Bi-modulus column, a combination of two Menard techniques. The bi-modulus column technique, developed in the early 2000s, consists in topping Controlled Modulus Columns with a compacted granular material. In 2009, Menard drew up a specification and had it approved by independent technical third party. To date, Menard has successfully carried out numerous projects using the method.
Bi-modulus columns are particularly effective in cases of deep cut-off, to avoid unwanted moments in slabs on backfill or in a seismic zone. All these elements have generated exponential growth in the use of the technique since it was developed.

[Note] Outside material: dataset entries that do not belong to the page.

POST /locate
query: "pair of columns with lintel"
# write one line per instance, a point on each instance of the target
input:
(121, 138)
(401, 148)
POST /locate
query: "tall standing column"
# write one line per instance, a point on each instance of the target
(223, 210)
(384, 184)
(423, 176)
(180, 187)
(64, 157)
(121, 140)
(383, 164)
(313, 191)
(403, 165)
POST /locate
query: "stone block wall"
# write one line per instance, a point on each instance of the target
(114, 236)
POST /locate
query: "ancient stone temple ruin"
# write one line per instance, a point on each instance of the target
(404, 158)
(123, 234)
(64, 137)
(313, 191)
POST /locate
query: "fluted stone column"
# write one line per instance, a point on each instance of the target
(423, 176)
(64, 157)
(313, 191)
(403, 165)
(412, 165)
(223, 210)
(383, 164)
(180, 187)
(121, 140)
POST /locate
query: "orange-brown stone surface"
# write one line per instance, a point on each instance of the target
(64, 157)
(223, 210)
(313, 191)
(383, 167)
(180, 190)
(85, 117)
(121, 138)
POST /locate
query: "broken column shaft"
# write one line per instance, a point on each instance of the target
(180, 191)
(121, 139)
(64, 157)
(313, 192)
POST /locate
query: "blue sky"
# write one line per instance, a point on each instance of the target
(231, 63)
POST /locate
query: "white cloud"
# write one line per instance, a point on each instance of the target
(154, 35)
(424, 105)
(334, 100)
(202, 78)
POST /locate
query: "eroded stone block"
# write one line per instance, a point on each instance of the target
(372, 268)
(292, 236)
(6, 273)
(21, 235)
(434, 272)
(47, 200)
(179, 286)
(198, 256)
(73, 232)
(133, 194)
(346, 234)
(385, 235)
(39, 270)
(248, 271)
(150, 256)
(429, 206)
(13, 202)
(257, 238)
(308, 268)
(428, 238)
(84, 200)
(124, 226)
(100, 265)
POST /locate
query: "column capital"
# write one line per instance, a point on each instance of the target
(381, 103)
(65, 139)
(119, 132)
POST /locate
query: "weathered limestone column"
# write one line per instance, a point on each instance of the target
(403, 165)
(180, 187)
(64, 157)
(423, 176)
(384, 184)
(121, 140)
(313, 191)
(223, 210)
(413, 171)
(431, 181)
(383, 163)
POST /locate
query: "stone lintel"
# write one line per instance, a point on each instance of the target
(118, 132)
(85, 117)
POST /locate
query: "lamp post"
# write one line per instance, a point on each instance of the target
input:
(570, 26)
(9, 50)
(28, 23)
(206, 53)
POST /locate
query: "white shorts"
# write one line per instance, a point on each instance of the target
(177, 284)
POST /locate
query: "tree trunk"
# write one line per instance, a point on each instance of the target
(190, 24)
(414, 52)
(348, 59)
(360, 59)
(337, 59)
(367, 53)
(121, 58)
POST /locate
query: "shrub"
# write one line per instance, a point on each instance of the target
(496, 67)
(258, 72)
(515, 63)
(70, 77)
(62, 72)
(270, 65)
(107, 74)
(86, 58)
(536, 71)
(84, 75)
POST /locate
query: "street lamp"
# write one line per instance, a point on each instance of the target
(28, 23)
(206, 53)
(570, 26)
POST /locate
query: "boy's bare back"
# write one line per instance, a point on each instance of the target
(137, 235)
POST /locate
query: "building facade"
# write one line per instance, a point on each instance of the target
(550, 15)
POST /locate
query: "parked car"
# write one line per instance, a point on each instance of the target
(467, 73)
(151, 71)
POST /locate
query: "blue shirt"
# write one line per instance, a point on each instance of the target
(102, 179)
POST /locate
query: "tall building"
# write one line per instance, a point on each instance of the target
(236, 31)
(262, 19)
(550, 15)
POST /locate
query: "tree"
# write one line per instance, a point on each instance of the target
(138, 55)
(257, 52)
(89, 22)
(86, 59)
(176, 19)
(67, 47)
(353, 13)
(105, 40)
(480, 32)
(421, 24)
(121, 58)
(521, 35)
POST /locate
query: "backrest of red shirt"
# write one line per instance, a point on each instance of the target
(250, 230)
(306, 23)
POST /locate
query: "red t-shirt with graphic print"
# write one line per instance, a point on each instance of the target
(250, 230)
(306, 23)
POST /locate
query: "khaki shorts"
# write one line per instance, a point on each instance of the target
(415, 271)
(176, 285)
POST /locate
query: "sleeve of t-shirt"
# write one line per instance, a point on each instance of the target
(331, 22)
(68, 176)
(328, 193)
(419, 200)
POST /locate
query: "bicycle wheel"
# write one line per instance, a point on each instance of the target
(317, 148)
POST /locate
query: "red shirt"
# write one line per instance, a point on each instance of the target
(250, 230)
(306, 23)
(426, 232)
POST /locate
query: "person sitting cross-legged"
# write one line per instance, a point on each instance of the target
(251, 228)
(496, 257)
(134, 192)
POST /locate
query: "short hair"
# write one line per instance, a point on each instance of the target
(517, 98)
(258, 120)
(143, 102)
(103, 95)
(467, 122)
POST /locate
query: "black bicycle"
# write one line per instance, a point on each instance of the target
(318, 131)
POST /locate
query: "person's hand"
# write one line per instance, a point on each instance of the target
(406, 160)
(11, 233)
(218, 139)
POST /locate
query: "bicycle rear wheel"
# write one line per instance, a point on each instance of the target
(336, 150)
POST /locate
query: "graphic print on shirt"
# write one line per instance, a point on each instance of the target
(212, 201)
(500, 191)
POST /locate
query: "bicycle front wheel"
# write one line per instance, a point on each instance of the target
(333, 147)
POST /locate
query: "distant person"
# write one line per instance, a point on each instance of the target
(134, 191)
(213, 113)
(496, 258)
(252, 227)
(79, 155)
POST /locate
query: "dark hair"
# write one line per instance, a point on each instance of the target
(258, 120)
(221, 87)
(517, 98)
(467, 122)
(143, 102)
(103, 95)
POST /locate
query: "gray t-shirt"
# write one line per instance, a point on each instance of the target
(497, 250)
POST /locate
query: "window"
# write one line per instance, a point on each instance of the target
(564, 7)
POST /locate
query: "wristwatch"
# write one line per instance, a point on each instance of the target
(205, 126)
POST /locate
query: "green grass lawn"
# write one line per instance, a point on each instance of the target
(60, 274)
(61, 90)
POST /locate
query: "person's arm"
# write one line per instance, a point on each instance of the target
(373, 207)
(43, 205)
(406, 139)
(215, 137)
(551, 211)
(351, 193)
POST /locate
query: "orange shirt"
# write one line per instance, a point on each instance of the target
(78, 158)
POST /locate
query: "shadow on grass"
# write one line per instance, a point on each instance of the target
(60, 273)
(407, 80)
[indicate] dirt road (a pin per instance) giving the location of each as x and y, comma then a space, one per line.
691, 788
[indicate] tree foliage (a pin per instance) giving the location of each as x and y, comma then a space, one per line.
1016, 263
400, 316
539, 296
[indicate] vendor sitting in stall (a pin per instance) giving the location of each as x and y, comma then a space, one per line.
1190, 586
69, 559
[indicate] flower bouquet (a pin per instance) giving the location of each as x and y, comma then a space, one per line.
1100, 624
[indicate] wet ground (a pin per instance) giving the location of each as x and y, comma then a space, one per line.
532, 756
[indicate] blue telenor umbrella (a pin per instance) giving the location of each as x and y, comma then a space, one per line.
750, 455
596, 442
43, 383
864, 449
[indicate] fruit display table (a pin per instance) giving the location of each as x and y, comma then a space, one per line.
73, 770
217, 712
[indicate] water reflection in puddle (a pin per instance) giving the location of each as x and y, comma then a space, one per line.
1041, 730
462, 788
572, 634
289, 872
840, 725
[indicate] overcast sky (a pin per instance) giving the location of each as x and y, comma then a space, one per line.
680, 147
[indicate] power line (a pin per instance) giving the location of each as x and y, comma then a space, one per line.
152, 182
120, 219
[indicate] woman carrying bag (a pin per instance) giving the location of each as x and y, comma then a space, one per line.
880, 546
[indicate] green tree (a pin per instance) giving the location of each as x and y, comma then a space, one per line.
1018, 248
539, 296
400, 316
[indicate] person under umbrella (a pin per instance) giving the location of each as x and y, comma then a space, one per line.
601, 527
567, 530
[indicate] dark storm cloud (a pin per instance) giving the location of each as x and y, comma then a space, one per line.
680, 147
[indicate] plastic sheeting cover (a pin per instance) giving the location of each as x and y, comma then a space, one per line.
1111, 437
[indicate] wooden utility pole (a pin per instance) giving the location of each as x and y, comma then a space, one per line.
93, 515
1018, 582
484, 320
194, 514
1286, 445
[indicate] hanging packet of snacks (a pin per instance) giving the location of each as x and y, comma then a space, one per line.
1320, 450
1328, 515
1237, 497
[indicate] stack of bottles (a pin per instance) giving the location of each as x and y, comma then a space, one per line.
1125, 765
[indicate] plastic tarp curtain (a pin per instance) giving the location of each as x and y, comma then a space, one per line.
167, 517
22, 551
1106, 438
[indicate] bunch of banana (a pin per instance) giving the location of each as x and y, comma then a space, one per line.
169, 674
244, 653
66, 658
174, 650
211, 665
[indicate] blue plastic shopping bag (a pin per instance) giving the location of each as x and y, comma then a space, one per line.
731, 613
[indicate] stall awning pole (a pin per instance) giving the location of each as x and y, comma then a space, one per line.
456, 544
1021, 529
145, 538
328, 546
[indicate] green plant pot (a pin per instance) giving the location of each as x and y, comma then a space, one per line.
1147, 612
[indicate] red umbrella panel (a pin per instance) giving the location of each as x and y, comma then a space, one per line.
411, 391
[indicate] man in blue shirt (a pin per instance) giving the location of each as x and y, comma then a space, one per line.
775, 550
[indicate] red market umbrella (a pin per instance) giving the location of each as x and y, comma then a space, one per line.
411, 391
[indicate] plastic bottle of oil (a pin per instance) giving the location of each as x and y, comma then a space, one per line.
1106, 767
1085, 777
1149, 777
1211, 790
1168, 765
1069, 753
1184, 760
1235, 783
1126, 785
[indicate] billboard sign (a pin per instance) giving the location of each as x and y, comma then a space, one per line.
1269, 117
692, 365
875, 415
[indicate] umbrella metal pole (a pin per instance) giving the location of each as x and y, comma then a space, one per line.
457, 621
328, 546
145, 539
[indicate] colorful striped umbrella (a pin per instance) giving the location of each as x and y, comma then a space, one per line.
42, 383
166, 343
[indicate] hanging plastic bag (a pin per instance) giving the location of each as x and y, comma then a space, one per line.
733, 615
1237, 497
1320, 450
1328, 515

Controlled Modulus Columns are first installed with concrete stopping at least 1 metre above the bi-modulus interface level in order to ensure continuity. Following an initial curing period, there is a window of several hours during which the granular top is installed. It is formed by a stone column interpenetrated into the Controlled Modulus Columns head with a height of at least 50 cm over the top of the Controlled Modulus Columns.
Bi-Modulus Columns (BMC) are vertical ground improvement elements composed of a rigid inclusion topped with a compacted granular column. BMC combine the advantages of Stone Columns and Controlled Modulus Columns™ (CMC), so the upper soil is not over-stiffened and is more compliant in areas with high seismicity, the thickness of the Load Transfer Platform (LTP) required for rigid inclusions is reduced, and there is no risk of column buckling or bulging in deeper weak soils. The use of BMC creates a more robust system — the upper granular part improving the load transfer mechanism and stress distribution from the structure or building to the rigid inclusion. This cost-effective technique optimizes the thickness of the LTP between the structure and inclusions.